Tuesday, September 29, 2009

Full text search for Entity Framework

Recently I played a bit with the "new" Entity Framework (basically the Object Relational mapper of Microsoft). It seems to be made quite good and it makes it very easy to work with objects in your application without having to map them back and forth from and to SQL. Also the possibility to launch LINQ queries over the data is very interesting because this avoids many errors and improves usability.
But I missed something: a fulltext search.
SQL Server has a very good fulltext search integrated and it would be nice to be able to perform queries through LINQ with it; but since Microsoft wanted to support also other database management systems they had to use only standard SQL for their mappings.

Faced with this problem I resolved it by writing my own pseudo fulltext search by using the possibility of creating dynamic LINQ queries.
First I will show You the code and then I explain a bit what I have done.
using System;
using System.Collections.Generic;
using System.Linq;
using System.Linq.Expressions;
using System.Text;
using System.Reflection;
using System.Data.Objects;


public static class ObjectContextExtensions
{
/*
/// <summary>
/// Searches in all string properties for the specifed search key.
/// It is also able to search for several words. If the searchKey is for example 'John Travolta' then
/// all records which contain either 'John' or 'Travolta' in some string property
/// are returned.
/// </summary>
/// <typeparam name="T"></typeparam>
/// <param name="query"></param>
/// <param name="searchKey"></param>
/// <returns></returns>*/
public static IQueryable<T> FullTextSearch<T>(this IQueryable<T> queryable, string searchKey)
{
return FullTextSearch<T>(queryable, searchKey, false);
}

/*
/// <summary>
/// Searches in all string properties for the specifed search key.
/// It is also able to search for several words.

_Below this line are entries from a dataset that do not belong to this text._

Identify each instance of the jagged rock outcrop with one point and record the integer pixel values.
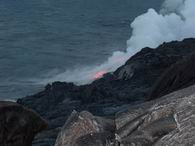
(178, 76)
(18, 125)
(167, 121)
(82, 129)
(130, 83)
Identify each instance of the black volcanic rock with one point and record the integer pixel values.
(18, 125)
(166, 121)
(178, 76)
(129, 83)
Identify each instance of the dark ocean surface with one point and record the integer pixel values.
(39, 38)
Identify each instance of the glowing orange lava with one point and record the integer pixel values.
(99, 74)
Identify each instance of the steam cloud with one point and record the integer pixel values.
(175, 21)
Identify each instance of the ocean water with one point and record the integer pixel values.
(40, 38)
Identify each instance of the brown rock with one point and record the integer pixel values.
(82, 129)
(18, 125)
(178, 76)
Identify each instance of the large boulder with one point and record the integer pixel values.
(18, 125)
(178, 76)
(131, 82)
(84, 129)
(168, 120)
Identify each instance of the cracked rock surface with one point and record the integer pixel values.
(169, 120)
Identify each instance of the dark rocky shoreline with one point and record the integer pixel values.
(130, 84)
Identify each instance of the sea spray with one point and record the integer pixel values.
(175, 21)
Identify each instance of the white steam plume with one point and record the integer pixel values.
(175, 21)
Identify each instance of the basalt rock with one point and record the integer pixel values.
(178, 76)
(167, 121)
(84, 129)
(18, 125)
(132, 82)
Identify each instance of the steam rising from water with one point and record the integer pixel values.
(175, 21)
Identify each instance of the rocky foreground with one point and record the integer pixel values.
(168, 121)
(149, 74)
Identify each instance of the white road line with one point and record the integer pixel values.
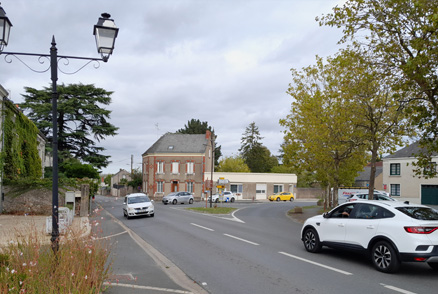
(202, 227)
(146, 288)
(240, 239)
(397, 289)
(316, 263)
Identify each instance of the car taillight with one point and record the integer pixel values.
(420, 230)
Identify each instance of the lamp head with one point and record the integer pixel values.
(5, 28)
(106, 33)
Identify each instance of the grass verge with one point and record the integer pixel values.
(213, 210)
(80, 265)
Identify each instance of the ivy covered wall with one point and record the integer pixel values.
(20, 150)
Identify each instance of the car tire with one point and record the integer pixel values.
(311, 241)
(433, 265)
(384, 257)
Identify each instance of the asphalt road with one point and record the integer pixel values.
(258, 250)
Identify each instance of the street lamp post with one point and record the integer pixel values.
(105, 32)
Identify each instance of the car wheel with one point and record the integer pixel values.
(311, 241)
(384, 257)
(433, 265)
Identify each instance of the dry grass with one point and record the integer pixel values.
(30, 266)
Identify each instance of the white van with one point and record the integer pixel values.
(137, 204)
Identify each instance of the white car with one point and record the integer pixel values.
(137, 204)
(390, 232)
(228, 196)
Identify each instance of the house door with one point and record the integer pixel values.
(260, 191)
(175, 186)
(429, 194)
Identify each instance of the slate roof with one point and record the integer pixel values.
(409, 151)
(182, 143)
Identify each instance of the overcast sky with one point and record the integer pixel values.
(226, 62)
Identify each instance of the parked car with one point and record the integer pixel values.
(285, 196)
(390, 232)
(137, 204)
(364, 196)
(228, 196)
(178, 197)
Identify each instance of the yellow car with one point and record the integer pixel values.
(285, 196)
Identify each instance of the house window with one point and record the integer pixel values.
(160, 187)
(395, 189)
(175, 167)
(430, 169)
(278, 188)
(190, 168)
(190, 187)
(394, 169)
(236, 188)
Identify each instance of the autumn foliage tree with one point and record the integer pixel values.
(403, 37)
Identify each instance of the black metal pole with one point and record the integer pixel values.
(54, 78)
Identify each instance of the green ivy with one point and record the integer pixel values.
(19, 157)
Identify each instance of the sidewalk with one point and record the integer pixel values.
(19, 227)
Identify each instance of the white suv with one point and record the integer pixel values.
(391, 232)
(137, 204)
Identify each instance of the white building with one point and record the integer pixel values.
(401, 182)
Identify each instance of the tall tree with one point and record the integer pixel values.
(195, 126)
(233, 164)
(81, 120)
(378, 107)
(256, 156)
(319, 135)
(404, 37)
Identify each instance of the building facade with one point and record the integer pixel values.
(178, 162)
(255, 186)
(400, 180)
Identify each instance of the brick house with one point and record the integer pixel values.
(178, 162)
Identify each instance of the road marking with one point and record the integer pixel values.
(205, 228)
(240, 239)
(147, 288)
(110, 236)
(316, 263)
(397, 289)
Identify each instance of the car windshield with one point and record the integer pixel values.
(138, 199)
(421, 213)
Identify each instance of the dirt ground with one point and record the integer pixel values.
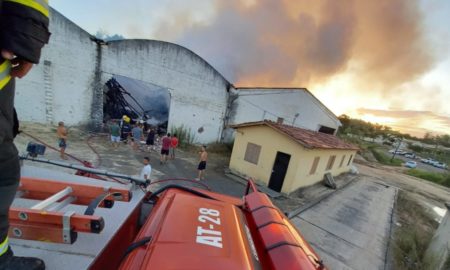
(96, 149)
(427, 193)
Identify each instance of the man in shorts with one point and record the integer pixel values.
(166, 142)
(150, 142)
(173, 146)
(61, 132)
(146, 170)
(115, 133)
(136, 134)
(202, 163)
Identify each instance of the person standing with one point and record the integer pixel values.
(23, 33)
(61, 132)
(125, 128)
(136, 134)
(166, 142)
(114, 130)
(202, 163)
(173, 146)
(147, 169)
(150, 142)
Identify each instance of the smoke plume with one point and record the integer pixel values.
(298, 43)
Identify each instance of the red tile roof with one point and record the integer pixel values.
(307, 138)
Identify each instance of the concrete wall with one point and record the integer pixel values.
(198, 92)
(271, 142)
(257, 104)
(68, 83)
(59, 88)
(306, 158)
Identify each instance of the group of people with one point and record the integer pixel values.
(203, 157)
(137, 135)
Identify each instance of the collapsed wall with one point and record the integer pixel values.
(67, 85)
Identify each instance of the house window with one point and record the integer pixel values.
(342, 161)
(252, 153)
(330, 163)
(349, 160)
(314, 167)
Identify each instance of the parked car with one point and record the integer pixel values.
(433, 162)
(428, 161)
(440, 165)
(411, 164)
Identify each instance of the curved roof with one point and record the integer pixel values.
(173, 45)
(308, 138)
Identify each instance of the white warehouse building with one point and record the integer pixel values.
(68, 86)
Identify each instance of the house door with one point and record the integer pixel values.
(279, 171)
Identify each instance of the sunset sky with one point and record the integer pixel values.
(385, 61)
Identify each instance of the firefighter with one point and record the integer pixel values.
(23, 32)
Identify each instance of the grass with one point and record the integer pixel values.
(412, 238)
(384, 159)
(438, 178)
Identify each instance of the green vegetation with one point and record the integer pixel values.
(384, 159)
(362, 128)
(438, 178)
(412, 238)
(185, 135)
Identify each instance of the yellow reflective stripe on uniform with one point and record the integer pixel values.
(39, 5)
(5, 69)
(4, 246)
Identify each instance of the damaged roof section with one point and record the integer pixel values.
(308, 138)
(139, 100)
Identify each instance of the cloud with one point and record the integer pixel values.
(416, 123)
(287, 43)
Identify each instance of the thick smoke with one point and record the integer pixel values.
(298, 43)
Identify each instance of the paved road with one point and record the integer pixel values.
(350, 229)
(420, 165)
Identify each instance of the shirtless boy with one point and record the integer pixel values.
(61, 132)
(202, 164)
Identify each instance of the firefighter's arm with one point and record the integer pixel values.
(24, 30)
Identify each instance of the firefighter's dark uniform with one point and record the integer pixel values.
(23, 31)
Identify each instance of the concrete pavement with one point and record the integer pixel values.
(350, 229)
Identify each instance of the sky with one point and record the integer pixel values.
(385, 61)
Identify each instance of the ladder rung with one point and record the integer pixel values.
(52, 199)
(62, 204)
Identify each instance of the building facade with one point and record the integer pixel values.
(286, 158)
(69, 82)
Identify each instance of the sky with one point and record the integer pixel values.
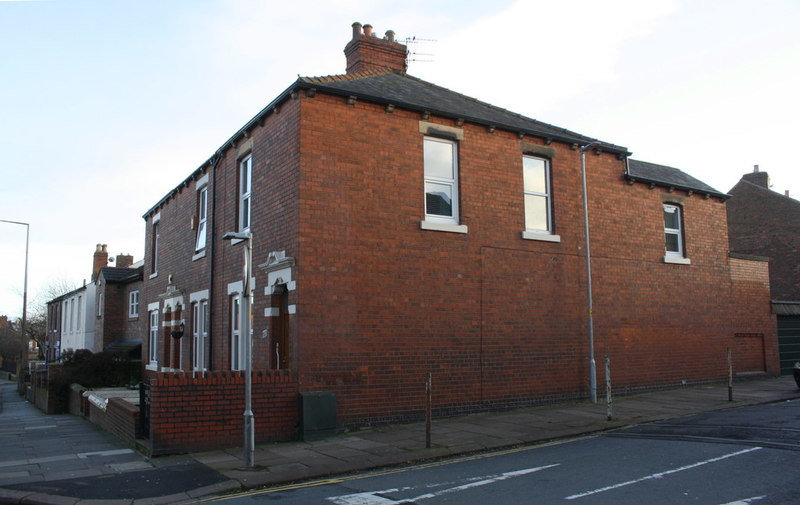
(106, 105)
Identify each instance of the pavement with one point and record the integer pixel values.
(66, 460)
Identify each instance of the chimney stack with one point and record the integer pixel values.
(757, 177)
(367, 52)
(100, 260)
(124, 260)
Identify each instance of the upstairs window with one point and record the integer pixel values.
(536, 182)
(237, 346)
(673, 232)
(153, 340)
(199, 334)
(202, 218)
(245, 189)
(154, 244)
(133, 304)
(441, 180)
(79, 318)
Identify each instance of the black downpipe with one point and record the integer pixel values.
(210, 321)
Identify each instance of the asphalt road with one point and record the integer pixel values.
(734, 457)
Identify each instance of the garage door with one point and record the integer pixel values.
(788, 342)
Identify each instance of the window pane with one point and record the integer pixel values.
(201, 236)
(203, 203)
(439, 157)
(673, 242)
(534, 175)
(536, 212)
(438, 199)
(245, 213)
(245, 175)
(671, 217)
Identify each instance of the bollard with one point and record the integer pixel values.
(428, 412)
(730, 375)
(609, 415)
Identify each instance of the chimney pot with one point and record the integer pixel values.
(356, 30)
(367, 52)
(100, 260)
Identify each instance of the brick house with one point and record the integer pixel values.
(98, 313)
(401, 228)
(766, 223)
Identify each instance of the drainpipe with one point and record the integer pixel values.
(212, 230)
(590, 306)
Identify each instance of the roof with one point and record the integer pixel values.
(746, 185)
(661, 175)
(407, 92)
(115, 274)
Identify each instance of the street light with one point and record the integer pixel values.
(592, 367)
(23, 361)
(245, 318)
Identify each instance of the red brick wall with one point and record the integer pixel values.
(756, 341)
(498, 320)
(120, 418)
(274, 224)
(198, 413)
(767, 223)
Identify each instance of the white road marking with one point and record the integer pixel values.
(662, 474)
(112, 452)
(746, 501)
(374, 498)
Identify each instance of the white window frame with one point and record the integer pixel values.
(199, 334)
(79, 315)
(133, 304)
(245, 192)
(155, 233)
(202, 219)
(678, 256)
(545, 234)
(453, 219)
(237, 349)
(153, 334)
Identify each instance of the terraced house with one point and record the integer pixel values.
(399, 229)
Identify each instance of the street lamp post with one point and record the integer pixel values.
(23, 360)
(245, 319)
(590, 321)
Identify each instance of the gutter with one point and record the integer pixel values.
(635, 178)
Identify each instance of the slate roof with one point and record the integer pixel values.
(661, 175)
(409, 92)
(114, 274)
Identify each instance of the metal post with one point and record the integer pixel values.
(590, 321)
(428, 395)
(246, 320)
(245, 323)
(23, 360)
(609, 415)
(730, 375)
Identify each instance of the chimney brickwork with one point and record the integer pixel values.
(100, 260)
(368, 52)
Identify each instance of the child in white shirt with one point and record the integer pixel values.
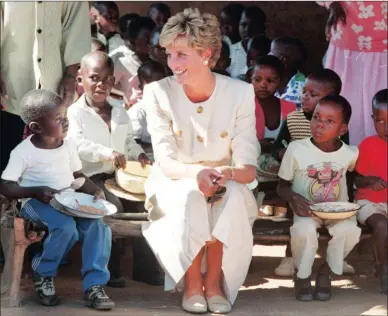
(103, 134)
(39, 167)
(314, 170)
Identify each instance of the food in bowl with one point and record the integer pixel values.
(88, 209)
(334, 210)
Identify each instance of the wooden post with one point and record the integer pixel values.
(17, 246)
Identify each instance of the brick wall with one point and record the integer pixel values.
(305, 20)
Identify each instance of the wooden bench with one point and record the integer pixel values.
(128, 225)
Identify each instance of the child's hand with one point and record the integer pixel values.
(44, 194)
(99, 194)
(118, 160)
(300, 206)
(143, 159)
(281, 154)
(377, 184)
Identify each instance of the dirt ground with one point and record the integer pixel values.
(262, 294)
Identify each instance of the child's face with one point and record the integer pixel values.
(380, 118)
(229, 27)
(53, 124)
(279, 51)
(97, 80)
(313, 91)
(252, 55)
(327, 123)
(265, 80)
(108, 22)
(157, 52)
(158, 17)
(141, 43)
(248, 28)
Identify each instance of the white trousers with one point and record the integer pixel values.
(182, 223)
(304, 242)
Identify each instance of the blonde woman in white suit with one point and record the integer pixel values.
(201, 124)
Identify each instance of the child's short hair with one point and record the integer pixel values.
(271, 61)
(99, 55)
(125, 20)
(225, 49)
(295, 47)
(159, 6)
(234, 10)
(260, 43)
(258, 16)
(329, 77)
(341, 103)
(35, 103)
(103, 6)
(380, 97)
(98, 45)
(151, 71)
(136, 25)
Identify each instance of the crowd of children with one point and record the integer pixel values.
(301, 123)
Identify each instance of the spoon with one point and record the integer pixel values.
(76, 184)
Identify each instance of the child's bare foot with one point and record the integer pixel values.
(323, 283)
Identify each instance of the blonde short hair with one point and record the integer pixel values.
(201, 30)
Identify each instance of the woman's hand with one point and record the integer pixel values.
(143, 159)
(99, 194)
(376, 183)
(337, 14)
(300, 205)
(226, 172)
(205, 181)
(118, 160)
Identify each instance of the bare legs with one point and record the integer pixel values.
(211, 284)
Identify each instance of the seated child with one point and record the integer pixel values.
(149, 72)
(102, 131)
(293, 54)
(128, 58)
(39, 167)
(252, 23)
(298, 126)
(270, 113)
(229, 22)
(224, 61)
(157, 52)
(106, 16)
(371, 181)
(270, 110)
(159, 12)
(298, 123)
(258, 46)
(314, 170)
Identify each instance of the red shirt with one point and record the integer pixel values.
(372, 161)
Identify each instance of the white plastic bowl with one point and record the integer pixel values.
(335, 210)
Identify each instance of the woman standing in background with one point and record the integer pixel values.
(358, 54)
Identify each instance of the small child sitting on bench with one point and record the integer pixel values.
(39, 167)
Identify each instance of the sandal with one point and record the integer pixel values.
(303, 289)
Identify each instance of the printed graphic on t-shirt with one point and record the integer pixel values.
(324, 180)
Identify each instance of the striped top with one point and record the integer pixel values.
(298, 125)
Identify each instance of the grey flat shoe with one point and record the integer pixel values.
(195, 304)
(218, 305)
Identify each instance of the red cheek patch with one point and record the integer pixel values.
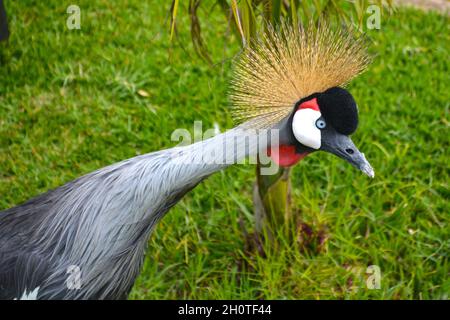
(310, 104)
(285, 155)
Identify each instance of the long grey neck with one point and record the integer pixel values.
(101, 222)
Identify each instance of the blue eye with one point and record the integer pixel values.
(321, 124)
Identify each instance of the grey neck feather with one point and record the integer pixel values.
(101, 222)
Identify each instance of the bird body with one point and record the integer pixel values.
(101, 222)
(97, 226)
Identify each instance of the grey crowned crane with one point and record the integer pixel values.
(289, 80)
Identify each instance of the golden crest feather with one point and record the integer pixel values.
(290, 63)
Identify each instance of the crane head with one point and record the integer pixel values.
(292, 78)
(322, 121)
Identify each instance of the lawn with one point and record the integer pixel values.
(72, 101)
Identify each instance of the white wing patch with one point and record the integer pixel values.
(32, 295)
(304, 128)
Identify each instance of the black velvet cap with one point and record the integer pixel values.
(339, 109)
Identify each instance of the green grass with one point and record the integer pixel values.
(69, 104)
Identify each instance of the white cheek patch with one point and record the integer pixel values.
(304, 127)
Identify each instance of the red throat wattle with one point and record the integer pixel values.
(285, 155)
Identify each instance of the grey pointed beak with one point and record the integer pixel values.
(343, 147)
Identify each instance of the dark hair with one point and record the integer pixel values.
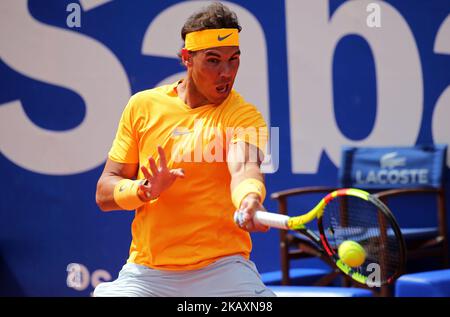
(214, 16)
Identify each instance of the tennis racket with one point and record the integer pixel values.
(348, 219)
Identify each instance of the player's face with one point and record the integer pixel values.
(214, 71)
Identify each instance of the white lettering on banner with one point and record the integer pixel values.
(384, 177)
(74, 17)
(311, 41)
(374, 18)
(66, 59)
(441, 115)
(92, 4)
(79, 278)
(255, 89)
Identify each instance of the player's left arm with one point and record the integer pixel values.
(244, 161)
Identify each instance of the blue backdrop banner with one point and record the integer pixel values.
(323, 73)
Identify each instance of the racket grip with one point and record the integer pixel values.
(266, 218)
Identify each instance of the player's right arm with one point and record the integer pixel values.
(112, 174)
(117, 176)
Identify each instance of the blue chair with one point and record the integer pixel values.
(424, 284)
(319, 291)
(383, 170)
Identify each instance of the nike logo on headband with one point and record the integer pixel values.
(219, 38)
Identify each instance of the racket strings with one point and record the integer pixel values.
(352, 218)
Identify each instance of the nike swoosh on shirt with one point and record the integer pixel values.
(257, 292)
(220, 38)
(177, 133)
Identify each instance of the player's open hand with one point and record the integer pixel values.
(159, 179)
(249, 206)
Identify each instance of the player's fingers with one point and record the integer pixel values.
(162, 158)
(179, 172)
(153, 166)
(145, 191)
(146, 173)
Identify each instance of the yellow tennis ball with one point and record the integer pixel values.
(352, 253)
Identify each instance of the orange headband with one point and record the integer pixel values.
(204, 39)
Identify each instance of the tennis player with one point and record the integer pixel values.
(184, 160)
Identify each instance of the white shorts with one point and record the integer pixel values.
(232, 276)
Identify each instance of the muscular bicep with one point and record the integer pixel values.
(111, 175)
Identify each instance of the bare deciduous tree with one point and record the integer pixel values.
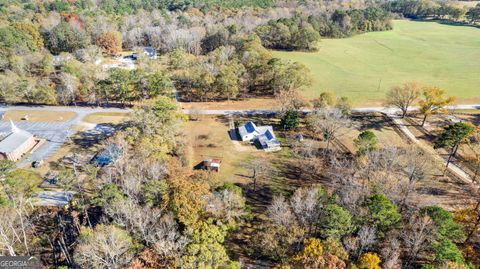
(402, 97)
(261, 168)
(416, 164)
(417, 235)
(280, 213)
(329, 123)
(304, 203)
(105, 247)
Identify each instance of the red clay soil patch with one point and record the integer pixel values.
(253, 103)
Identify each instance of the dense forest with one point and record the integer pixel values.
(57, 52)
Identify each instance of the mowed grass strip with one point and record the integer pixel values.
(365, 66)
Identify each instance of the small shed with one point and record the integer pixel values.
(109, 155)
(212, 165)
(54, 198)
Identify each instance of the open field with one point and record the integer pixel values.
(39, 116)
(365, 66)
(106, 117)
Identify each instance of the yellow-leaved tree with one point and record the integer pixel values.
(433, 102)
(369, 260)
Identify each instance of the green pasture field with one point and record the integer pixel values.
(365, 66)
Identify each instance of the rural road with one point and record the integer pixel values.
(391, 112)
(89, 110)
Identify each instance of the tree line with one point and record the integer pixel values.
(432, 9)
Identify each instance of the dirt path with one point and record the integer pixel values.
(457, 171)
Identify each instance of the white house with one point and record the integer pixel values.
(16, 144)
(263, 135)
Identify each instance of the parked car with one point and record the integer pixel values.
(37, 164)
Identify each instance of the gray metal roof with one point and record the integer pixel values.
(15, 139)
(53, 198)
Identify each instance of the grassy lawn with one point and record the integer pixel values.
(106, 117)
(39, 116)
(365, 66)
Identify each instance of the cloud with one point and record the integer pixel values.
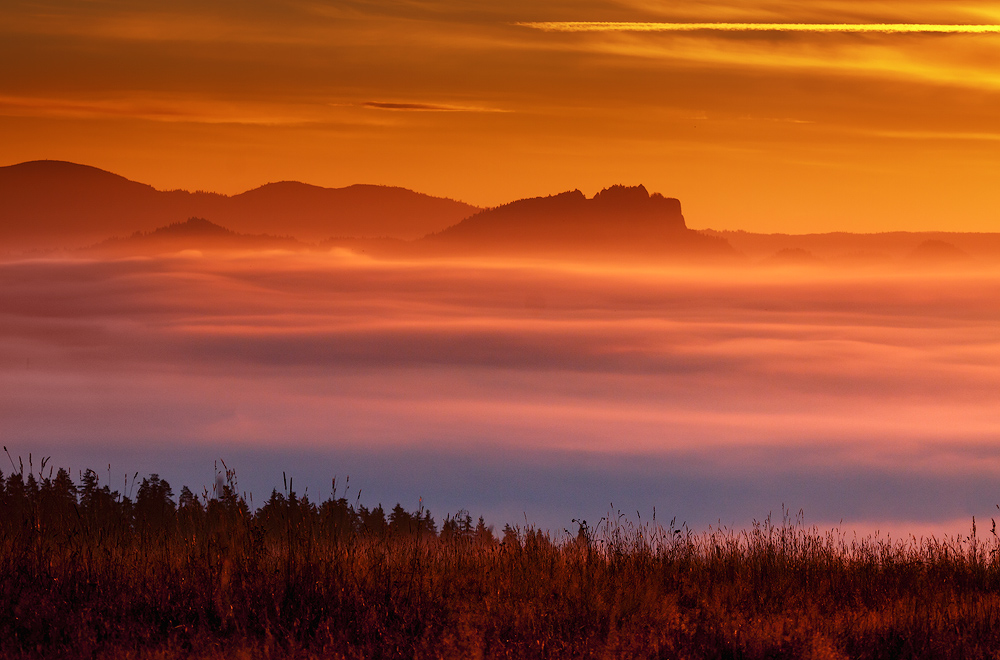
(883, 28)
(426, 107)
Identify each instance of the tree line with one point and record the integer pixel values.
(55, 503)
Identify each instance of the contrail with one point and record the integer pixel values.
(885, 28)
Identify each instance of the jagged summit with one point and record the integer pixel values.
(619, 220)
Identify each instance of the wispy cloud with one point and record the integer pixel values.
(203, 111)
(884, 28)
(426, 107)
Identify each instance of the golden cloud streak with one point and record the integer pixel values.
(883, 28)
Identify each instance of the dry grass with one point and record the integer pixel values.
(301, 580)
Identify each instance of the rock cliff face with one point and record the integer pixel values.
(619, 220)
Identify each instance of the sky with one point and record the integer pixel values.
(762, 115)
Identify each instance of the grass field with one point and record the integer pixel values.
(88, 572)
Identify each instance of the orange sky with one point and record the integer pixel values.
(767, 130)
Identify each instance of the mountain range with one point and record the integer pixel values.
(45, 204)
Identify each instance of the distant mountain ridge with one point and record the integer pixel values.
(193, 234)
(617, 221)
(60, 204)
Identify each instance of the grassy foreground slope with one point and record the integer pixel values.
(87, 572)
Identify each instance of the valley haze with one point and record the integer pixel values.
(548, 359)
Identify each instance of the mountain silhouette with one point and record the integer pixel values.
(618, 221)
(47, 203)
(193, 234)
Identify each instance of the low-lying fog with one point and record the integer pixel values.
(523, 392)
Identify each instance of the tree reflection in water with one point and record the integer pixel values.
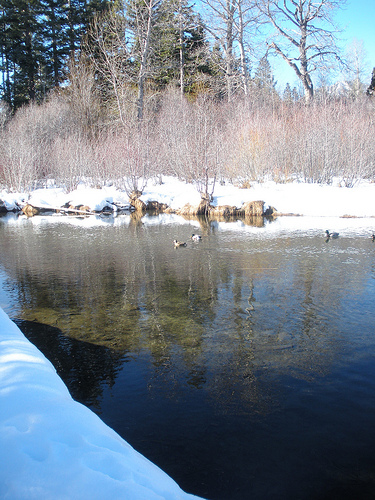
(232, 363)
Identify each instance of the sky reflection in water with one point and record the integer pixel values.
(242, 365)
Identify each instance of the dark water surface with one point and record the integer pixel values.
(243, 366)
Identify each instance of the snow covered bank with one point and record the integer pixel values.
(55, 448)
(294, 197)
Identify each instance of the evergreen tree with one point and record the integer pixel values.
(21, 47)
(263, 82)
(180, 49)
(36, 39)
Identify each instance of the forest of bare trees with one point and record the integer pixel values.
(200, 141)
(154, 90)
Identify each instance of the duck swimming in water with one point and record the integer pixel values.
(331, 235)
(179, 244)
(196, 237)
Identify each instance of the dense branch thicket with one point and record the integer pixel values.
(200, 141)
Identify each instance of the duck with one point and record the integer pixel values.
(179, 244)
(333, 235)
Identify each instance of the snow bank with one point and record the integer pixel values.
(294, 197)
(55, 448)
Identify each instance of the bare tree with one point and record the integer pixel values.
(306, 35)
(229, 23)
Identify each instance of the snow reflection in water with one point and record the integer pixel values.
(242, 365)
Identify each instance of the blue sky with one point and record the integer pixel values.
(357, 19)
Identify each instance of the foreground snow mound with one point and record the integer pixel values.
(55, 448)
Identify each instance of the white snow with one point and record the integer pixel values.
(291, 197)
(55, 448)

If the searchKey is for example 'John Travolta' then
/// with exactMatch set to false all records which contain either 'John' or 'Travolta' in some string property
/// are returned.
/// </summary>
/// <typeparam name="T"></typeparam>
/// <param name="query"></param>
/// <param name="searchKey"></param>
/// <param name="exactMatch">Specifies if only the whole word or every single word should be searched.</param>
/// <returns></returns>*/
public static IQueryable<T> FullTextSearch<T>(this IQueryable<T> queryable, string searchKey, bool exactMatch)
{
ParameterExpression parameter = Expression.Parameter(typeof(T), "c");

MethodInfo containsMethod = typeof(string).GetMethod("Contains", new Type[] { typeof(string) });
MethodInfo toStringMethod = typeof(object).GetMethod("ToString", new Type[] { });

var publicProperties = typeof(T).GetProperties(BindingFlags.Public | BindingFlags.Instance | BindingFlags.DeclaredOnly).Where(p => p.PropertyType == typeof(string));
Expression orExpressions = null;

string[] searchKeyParts;
if (exactMatch)
{
searchKeyParts = new[] { searchKey };
}
else
{
searchKeyParts = searchKey.Split(' ');
}

foreach (var property in publicProperties)
{
Expression nameProperty = Expression.Property(parameter, property);
foreach (var searchKeyPart in searchKeyParts)
{
Expression searchKeyExpression = Expression.Constant(searchKeyPart);
Expression callContainsMethod = Expression.Call(nameProperty, containsMethod, searchKeyExpression);
if (orExpressions == null)
{
orExpressions = callContainsMethod;
}
else
{
orExpressions = Expression.Or(orExpressions, callContainsMethod);
}
}
}

MethodCallExpression whereCallExpression = Expression.Call(
typeof(Queryable),
"Where",
new Type[] { queryable.ElementType },
queryable.Expression,
Expression.Lambda<Func<T, bool>>(orExpressions, new ParameterExpression[] { parameter }));

return queryable.Provider.CreateQuery<T>(whereCallExpression);
}
}


I created this method as an extension method for an IQueryable<T>.
This means if you have your ObjectContext (from the Entity Framework) then when accessing all objects of some type e.g. "context.Customers" then this returns an IQueryable<Customers>
This means that You can call the above method like:

context.Customers.FullTextSearch("serachkey");

or

context.Customers.FullTextSearch("searchkey", true);

which searches only for whole words also if they contain spaces. This gives You then again an IQueryable<Customers> which contains only the filtered objects.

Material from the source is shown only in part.